Roe v. Children’s Hosp. Med. Ctr. (Summary)
NEGLIGENCE
Roe v. Children’s Hosp. Med. Ctr., SJC-11533 (Mass. Oct. 1, 2014)
The Supreme Judicial Court of Massachusetts affirmed a lower court’s dismissal of negligence claims brought against a hospital by patients. The court held that the hospital did not owe a duty to the future patients of a physician who had left the hospital’s employ and began practicing at a different hospital in another state.
The defendant, a children’s hospital in Massachusetts, had employed a pediatrician from 1966-1985. He resigned in 1985 and relocated to North Carolina. In 2009, twenty-four years later, after being accused of performing medically unnecessary genital examinations, the physician surrendered his license and agreed not to practice. Eleven former patients sued the Massachusetts hospital claiming that the hospital failed to supervise the physician during his employment. The patients also alleged that the hospital knew or should have known that the physician was conducting inappropriate genital examinations and failed to report the physician to various licensing authorities.

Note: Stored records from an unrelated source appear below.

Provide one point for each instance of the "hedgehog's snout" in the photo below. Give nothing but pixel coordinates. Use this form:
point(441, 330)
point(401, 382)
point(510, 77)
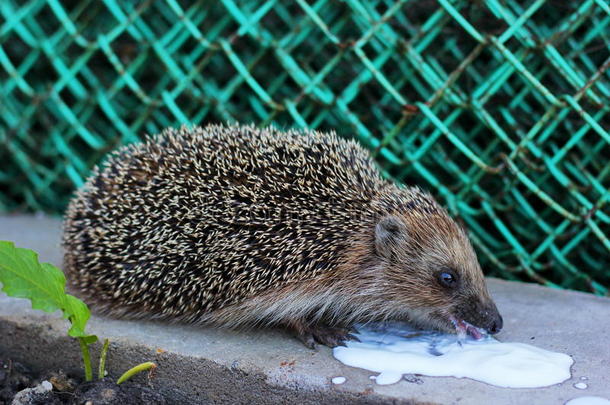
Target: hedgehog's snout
point(491, 320)
point(496, 324)
point(482, 314)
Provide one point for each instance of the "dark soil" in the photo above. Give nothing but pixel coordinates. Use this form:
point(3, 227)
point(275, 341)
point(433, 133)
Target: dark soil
point(15, 377)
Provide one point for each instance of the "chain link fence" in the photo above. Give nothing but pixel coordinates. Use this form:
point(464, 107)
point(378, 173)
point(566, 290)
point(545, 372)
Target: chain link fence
point(498, 107)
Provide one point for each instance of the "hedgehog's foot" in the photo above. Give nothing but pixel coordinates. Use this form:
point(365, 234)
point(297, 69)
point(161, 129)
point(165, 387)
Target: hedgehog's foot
point(325, 335)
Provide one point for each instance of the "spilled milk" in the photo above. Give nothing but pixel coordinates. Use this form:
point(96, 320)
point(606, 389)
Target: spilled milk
point(394, 349)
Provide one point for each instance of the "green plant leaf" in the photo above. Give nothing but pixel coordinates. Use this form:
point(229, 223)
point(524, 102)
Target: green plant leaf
point(23, 276)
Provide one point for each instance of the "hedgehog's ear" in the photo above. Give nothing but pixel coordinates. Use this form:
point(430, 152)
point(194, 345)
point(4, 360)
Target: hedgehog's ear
point(389, 232)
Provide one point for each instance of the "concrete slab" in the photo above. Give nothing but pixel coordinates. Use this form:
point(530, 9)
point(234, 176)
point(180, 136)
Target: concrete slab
point(207, 365)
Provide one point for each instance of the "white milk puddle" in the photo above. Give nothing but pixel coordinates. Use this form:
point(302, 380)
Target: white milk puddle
point(588, 401)
point(396, 349)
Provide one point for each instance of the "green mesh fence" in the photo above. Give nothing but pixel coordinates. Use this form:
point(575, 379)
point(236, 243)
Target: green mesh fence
point(500, 108)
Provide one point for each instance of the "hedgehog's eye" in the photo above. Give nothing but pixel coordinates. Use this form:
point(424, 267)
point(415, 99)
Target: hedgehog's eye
point(447, 278)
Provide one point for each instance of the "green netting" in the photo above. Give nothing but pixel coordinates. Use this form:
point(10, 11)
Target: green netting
point(499, 107)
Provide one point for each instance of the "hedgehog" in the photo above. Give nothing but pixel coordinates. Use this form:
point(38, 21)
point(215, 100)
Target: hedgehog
point(242, 227)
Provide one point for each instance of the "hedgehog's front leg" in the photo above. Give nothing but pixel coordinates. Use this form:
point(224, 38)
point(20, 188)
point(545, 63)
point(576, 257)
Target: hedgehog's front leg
point(330, 336)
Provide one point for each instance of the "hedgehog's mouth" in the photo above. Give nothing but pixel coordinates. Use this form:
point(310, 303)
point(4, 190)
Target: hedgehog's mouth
point(464, 329)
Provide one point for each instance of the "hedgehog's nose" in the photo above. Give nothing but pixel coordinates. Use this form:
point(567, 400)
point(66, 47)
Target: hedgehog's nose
point(496, 325)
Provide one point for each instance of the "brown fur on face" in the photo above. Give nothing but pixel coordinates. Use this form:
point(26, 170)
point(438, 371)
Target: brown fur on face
point(415, 241)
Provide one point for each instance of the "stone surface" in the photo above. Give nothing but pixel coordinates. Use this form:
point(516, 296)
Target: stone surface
point(208, 365)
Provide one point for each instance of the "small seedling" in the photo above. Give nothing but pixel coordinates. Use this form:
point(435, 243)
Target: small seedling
point(23, 276)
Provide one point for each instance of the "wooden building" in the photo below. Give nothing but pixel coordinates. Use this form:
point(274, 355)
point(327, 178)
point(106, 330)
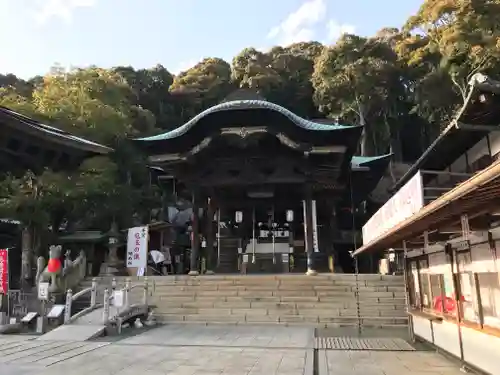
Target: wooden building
point(447, 232)
point(272, 192)
point(28, 144)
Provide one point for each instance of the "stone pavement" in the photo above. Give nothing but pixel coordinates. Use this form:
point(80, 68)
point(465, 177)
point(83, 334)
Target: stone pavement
point(209, 350)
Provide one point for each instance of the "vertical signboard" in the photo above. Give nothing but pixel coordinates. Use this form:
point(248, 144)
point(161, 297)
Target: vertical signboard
point(137, 247)
point(4, 271)
point(315, 227)
point(402, 205)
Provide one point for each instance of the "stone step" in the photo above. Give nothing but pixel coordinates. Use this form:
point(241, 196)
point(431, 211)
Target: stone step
point(301, 312)
point(344, 279)
point(253, 319)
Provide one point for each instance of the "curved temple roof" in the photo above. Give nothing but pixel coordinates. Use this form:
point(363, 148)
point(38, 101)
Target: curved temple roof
point(246, 104)
point(54, 133)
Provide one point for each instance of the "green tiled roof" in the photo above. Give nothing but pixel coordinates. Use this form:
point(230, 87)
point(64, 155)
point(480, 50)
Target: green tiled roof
point(53, 132)
point(246, 104)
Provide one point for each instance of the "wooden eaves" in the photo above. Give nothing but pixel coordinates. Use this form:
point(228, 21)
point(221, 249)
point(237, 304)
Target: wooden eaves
point(472, 196)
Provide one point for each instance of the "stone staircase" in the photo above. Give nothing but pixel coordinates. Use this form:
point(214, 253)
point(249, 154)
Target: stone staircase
point(325, 300)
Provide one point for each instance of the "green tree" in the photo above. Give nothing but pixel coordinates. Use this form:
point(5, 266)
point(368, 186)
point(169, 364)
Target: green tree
point(202, 86)
point(359, 80)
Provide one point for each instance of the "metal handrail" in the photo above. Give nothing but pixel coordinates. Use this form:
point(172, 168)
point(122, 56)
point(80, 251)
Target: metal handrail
point(70, 298)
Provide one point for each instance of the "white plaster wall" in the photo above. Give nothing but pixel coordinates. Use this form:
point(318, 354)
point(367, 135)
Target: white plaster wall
point(422, 328)
point(446, 337)
point(495, 142)
point(481, 350)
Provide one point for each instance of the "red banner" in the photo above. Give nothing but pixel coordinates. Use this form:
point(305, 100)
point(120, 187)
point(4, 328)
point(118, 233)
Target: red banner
point(4, 271)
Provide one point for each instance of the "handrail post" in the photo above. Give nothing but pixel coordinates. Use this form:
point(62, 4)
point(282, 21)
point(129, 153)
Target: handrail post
point(67, 307)
point(105, 313)
point(93, 293)
point(145, 296)
point(128, 283)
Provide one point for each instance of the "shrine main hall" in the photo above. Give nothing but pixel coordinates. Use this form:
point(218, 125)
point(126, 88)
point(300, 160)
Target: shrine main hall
point(271, 192)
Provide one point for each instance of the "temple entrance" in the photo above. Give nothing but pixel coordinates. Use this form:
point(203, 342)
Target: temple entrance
point(262, 235)
point(270, 238)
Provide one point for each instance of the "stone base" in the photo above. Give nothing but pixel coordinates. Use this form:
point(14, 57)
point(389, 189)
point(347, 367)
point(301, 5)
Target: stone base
point(311, 272)
point(112, 269)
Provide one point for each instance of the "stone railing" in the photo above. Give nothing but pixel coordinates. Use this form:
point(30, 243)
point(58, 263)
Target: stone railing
point(126, 309)
point(70, 298)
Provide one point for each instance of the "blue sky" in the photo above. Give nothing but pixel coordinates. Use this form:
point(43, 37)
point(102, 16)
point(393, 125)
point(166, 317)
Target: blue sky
point(36, 34)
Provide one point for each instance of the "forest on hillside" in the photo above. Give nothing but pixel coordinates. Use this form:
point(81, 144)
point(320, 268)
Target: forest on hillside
point(402, 84)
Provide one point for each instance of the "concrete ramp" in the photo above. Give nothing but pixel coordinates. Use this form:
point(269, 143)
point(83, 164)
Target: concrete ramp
point(71, 332)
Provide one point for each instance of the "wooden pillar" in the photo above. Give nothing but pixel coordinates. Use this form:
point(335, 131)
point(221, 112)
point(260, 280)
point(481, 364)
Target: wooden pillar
point(308, 235)
point(195, 238)
point(210, 236)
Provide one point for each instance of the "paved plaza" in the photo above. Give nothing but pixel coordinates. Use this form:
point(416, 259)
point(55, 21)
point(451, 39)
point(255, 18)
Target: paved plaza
point(210, 350)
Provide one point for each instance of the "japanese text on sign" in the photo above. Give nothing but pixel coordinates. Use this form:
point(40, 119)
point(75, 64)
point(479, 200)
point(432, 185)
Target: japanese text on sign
point(4, 271)
point(137, 247)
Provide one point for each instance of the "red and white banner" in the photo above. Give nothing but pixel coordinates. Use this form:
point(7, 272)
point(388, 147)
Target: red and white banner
point(137, 247)
point(4, 271)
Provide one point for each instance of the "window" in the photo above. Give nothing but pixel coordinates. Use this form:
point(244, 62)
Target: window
point(413, 285)
point(467, 294)
point(481, 163)
point(425, 284)
point(485, 265)
point(441, 284)
point(475, 272)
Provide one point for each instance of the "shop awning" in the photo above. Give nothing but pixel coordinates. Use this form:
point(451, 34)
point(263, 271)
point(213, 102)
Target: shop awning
point(480, 192)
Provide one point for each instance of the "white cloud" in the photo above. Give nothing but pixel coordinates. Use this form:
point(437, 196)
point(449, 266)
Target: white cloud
point(62, 9)
point(336, 30)
point(299, 25)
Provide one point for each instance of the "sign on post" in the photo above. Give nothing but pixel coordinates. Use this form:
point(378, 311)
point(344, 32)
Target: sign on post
point(43, 291)
point(402, 205)
point(118, 298)
point(4, 271)
point(137, 247)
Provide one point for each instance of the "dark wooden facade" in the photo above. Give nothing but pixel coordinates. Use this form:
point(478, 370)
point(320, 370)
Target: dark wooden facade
point(255, 157)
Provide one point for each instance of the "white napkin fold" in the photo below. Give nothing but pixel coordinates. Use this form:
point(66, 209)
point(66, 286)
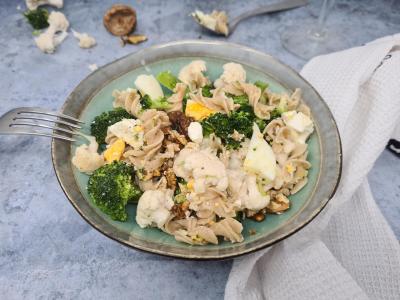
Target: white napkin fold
point(348, 251)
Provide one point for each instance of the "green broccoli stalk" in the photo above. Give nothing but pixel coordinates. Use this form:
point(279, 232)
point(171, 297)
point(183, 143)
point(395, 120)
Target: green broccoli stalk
point(224, 125)
point(160, 104)
point(37, 18)
point(100, 124)
point(111, 188)
point(167, 80)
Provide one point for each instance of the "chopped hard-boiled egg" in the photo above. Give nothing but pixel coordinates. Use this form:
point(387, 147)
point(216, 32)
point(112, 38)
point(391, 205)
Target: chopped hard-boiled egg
point(197, 110)
point(115, 151)
point(148, 85)
point(130, 131)
point(260, 159)
point(190, 185)
point(195, 132)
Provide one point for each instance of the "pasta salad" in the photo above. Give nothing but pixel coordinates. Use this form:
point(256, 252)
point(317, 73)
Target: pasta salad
point(197, 157)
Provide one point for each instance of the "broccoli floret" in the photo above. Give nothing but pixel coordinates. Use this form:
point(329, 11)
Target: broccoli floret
point(111, 187)
point(224, 125)
point(206, 90)
point(262, 85)
point(167, 80)
point(100, 124)
point(242, 99)
point(161, 103)
point(37, 18)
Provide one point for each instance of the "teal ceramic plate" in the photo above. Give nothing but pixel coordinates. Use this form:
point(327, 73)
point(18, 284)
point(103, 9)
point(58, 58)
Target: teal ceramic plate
point(93, 96)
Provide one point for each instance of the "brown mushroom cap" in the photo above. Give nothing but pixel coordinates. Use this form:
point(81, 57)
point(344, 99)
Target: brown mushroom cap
point(120, 19)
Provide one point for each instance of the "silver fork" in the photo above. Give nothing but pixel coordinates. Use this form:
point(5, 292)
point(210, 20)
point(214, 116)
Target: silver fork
point(263, 9)
point(39, 121)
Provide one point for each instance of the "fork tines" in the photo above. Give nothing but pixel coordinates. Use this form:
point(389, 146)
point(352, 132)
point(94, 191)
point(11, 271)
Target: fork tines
point(37, 121)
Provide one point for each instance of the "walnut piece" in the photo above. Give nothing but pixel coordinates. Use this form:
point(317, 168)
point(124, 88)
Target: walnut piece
point(120, 19)
point(279, 204)
point(180, 122)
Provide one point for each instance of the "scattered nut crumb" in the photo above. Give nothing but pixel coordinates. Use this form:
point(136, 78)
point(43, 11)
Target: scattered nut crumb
point(259, 217)
point(133, 39)
point(93, 67)
point(252, 231)
point(120, 19)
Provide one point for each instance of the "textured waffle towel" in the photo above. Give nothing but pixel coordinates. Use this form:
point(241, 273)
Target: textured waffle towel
point(348, 251)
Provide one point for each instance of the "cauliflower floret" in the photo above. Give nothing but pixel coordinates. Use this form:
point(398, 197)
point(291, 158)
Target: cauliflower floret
point(192, 74)
point(251, 197)
point(34, 4)
point(85, 40)
point(55, 33)
point(233, 72)
point(154, 208)
point(202, 169)
point(301, 123)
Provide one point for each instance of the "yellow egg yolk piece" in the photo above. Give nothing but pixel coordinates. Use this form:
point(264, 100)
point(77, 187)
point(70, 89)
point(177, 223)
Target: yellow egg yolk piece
point(197, 110)
point(115, 151)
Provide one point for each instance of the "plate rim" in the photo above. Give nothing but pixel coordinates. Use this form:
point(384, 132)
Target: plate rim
point(311, 217)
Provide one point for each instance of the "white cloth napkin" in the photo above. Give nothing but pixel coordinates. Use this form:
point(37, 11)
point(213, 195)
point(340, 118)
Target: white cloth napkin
point(348, 251)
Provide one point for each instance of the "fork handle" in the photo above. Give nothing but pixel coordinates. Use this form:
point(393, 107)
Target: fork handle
point(269, 8)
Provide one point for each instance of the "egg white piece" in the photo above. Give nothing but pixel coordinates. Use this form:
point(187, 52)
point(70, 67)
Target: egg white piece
point(260, 159)
point(129, 130)
point(195, 132)
point(148, 85)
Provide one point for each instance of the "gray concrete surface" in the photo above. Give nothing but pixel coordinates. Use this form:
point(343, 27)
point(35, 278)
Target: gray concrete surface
point(46, 250)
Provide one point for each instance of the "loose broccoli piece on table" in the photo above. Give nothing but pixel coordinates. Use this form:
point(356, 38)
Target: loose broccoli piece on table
point(37, 18)
point(161, 103)
point(111, 187)
point(262, 85)
point(99, 126)
point(167, 80)
point(206, 90)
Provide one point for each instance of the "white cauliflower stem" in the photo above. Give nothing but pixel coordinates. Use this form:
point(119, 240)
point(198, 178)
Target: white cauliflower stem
point(34, 4)
point(154, 208)
point(55, 33)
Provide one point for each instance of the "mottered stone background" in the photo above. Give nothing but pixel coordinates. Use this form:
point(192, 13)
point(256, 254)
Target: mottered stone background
point(47, 251)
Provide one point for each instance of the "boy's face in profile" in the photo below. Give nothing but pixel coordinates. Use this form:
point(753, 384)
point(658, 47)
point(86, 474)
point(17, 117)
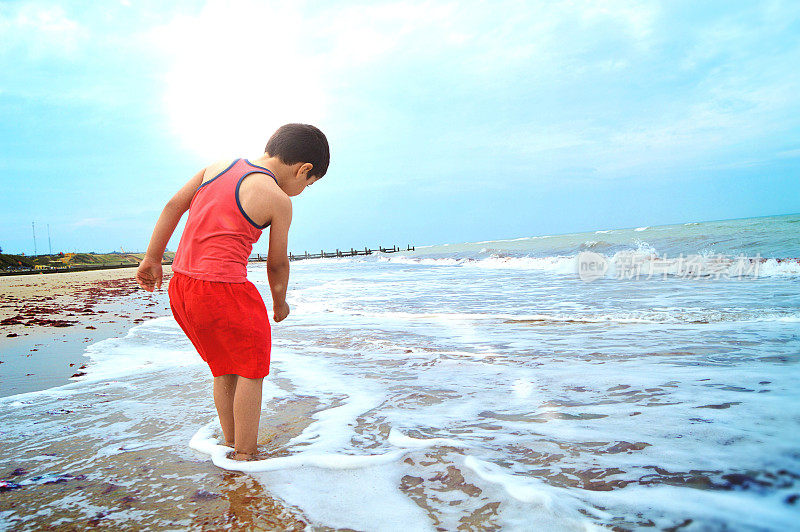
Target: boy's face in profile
point(301, 181)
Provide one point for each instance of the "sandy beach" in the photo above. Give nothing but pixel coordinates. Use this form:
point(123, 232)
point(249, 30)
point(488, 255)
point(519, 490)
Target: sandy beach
point(401, 397)
point(47, 320)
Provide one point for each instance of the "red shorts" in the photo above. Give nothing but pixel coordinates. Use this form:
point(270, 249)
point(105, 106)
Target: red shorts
point(227, 323)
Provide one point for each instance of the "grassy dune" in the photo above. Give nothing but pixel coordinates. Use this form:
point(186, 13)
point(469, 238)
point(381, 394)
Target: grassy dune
point(70, 260)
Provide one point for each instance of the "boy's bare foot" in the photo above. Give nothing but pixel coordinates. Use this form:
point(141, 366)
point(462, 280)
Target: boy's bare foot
point(242, 457)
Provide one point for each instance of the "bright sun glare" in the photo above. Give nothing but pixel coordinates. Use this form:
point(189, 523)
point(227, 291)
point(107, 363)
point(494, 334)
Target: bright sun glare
point(236, 75)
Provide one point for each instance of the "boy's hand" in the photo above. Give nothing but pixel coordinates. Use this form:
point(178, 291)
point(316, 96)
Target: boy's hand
point(149, 274)
point(280, 312)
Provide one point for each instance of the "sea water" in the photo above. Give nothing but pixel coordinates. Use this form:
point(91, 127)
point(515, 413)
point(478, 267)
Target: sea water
point(477, 385)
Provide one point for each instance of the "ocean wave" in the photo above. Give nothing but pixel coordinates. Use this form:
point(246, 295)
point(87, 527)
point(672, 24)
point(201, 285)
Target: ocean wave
point(642, 262)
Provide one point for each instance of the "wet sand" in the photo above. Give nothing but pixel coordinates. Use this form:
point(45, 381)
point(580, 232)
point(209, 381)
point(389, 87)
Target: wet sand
point(47, 320)
point(88, 477)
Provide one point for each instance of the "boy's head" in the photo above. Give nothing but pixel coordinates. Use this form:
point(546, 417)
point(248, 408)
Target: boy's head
point(301, 143)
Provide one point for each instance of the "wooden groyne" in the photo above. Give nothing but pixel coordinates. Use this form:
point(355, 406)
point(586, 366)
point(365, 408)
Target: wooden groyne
point(352, 252)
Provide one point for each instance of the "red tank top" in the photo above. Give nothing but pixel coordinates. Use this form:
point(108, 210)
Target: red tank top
point(219, 236)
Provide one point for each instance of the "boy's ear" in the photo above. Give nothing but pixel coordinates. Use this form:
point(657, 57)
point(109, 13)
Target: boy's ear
point(306, 168)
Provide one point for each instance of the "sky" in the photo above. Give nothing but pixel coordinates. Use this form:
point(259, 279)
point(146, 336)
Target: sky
point(447, 121)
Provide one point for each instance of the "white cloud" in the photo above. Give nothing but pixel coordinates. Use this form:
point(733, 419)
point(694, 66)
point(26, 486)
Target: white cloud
point(39, 31)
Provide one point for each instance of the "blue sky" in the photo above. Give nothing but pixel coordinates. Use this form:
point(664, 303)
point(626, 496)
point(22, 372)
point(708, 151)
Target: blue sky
point(448, 121)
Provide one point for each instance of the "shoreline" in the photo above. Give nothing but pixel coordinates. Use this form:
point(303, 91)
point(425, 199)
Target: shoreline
point(46, 322)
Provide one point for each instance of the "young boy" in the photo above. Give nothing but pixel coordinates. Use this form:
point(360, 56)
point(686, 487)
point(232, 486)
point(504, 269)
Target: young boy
point(220, 311)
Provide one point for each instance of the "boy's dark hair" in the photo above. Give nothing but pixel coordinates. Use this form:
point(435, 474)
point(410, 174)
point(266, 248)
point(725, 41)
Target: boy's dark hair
point(300, 143)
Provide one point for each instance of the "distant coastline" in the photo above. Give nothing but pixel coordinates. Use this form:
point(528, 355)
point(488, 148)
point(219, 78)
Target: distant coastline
point(71, 262)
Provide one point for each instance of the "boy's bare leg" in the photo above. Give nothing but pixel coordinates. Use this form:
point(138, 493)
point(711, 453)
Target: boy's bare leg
point(224, 393)
point(247, 413)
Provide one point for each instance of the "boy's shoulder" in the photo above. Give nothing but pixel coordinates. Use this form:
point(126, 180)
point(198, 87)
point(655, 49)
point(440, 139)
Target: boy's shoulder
point(216, 168)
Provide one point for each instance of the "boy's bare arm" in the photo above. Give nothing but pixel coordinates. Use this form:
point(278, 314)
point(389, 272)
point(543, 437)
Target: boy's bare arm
point(277, 259)
point(149, 274)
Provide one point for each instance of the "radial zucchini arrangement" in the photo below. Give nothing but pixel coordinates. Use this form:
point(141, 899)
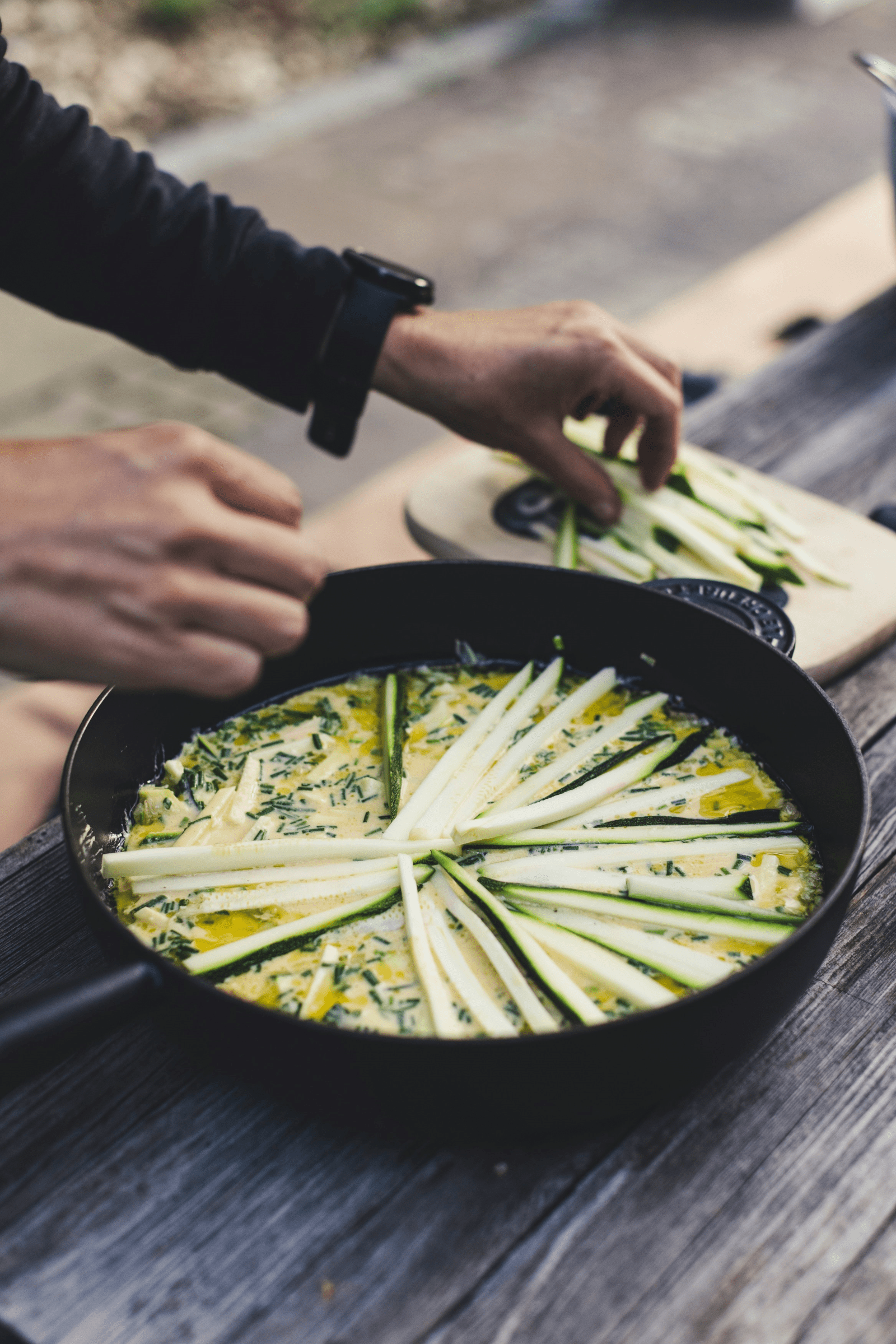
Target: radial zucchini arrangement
point(465, 851)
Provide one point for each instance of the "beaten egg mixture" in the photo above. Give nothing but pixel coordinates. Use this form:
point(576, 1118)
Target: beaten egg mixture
point(320, 776)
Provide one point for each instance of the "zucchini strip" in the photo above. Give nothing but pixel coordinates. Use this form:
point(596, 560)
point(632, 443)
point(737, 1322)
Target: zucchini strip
point(543, 873)
point(531, 1007)
point(449, 956)
point(250, 854)
point(445, 1022)
point(689, 968)
point(209, 819)
point(566, 546)
point(393, 740)
point(704, 464)
point(557, 838)
point(448, 766)
point(608, 551)
point(696, 830)
point(566, 804)
point(540, 733)
point(570, 999)
point(612, 971)
point(248, 789)
point(656, 917)
point(297, 893)
point(253, 877)
point(438, 817)
point(274, 942)
point(570, 761)
point(558, 987)
point(321, 982)
point(685, 891)
point(612, 855)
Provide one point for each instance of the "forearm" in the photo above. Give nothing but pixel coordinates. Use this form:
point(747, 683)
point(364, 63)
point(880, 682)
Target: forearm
point(96, 233)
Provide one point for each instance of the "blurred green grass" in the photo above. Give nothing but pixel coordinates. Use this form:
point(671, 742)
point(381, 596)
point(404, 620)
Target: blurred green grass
point(331, 16)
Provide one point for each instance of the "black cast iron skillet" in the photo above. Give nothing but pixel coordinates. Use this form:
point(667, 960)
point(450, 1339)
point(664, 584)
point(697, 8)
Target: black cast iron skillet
point(409, 615)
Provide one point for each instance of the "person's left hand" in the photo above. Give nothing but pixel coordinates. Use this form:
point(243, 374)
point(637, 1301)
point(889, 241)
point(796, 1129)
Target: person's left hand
point(508, 379)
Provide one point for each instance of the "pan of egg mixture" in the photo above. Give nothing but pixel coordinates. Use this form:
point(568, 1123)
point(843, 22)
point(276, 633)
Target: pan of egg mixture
point(497, 850)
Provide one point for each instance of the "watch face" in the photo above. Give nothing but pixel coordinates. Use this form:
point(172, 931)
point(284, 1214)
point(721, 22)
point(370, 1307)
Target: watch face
point(390, 275)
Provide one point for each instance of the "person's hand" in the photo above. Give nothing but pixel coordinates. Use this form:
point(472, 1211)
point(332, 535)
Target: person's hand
point(508, 379)
point(152, 557)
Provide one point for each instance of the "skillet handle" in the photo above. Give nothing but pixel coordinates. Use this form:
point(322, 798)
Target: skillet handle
point(38, 1030)
point(754, 612)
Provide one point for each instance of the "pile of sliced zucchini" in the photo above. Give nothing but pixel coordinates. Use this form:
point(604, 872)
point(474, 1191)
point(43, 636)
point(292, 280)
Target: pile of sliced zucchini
point(553, 835)
point(706, 522)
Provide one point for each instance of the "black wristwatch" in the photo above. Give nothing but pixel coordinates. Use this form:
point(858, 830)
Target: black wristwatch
point(342, 376)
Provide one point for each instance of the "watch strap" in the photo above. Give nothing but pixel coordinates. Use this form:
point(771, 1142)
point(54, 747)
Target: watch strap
point(343, 375)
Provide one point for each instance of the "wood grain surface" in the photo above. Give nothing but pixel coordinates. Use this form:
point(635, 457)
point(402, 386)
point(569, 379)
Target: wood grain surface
point(144, 1202)
point(449, 511)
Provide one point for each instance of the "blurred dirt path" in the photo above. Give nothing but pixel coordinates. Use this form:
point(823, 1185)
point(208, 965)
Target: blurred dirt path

The court held that the hospital did not owe a duty to the future patients. The court explained that while the hospital owed a duty to supervise and monitor the physician while he was employed at the hospital, as well as a duty of reasonable care to prevent minor patients from foreseeable harm, there has never been a recognized duty that required an employer to prevent future harm to unknowable future patients by its former employee. Notably, the court held:
“While the responsibilities of medical providers to vulnerable patients might extend beyond those of other service-providing employers, the geographic and temporal breadth of the duty the plaintiffs seek to impose reaches too far and would potentially expose the employer to liability to an essentially limitless class of unknown parties for acts committed long after the employer had any ability to supervise, monitor, or discipline the former employee’s conduct.”
Interestingly, the court did not answer the question of what, if any, duty the hospital might have had with respect to inquiries made by prospective employers with regard to allegations of abuse that might have been made about the physician during his employment.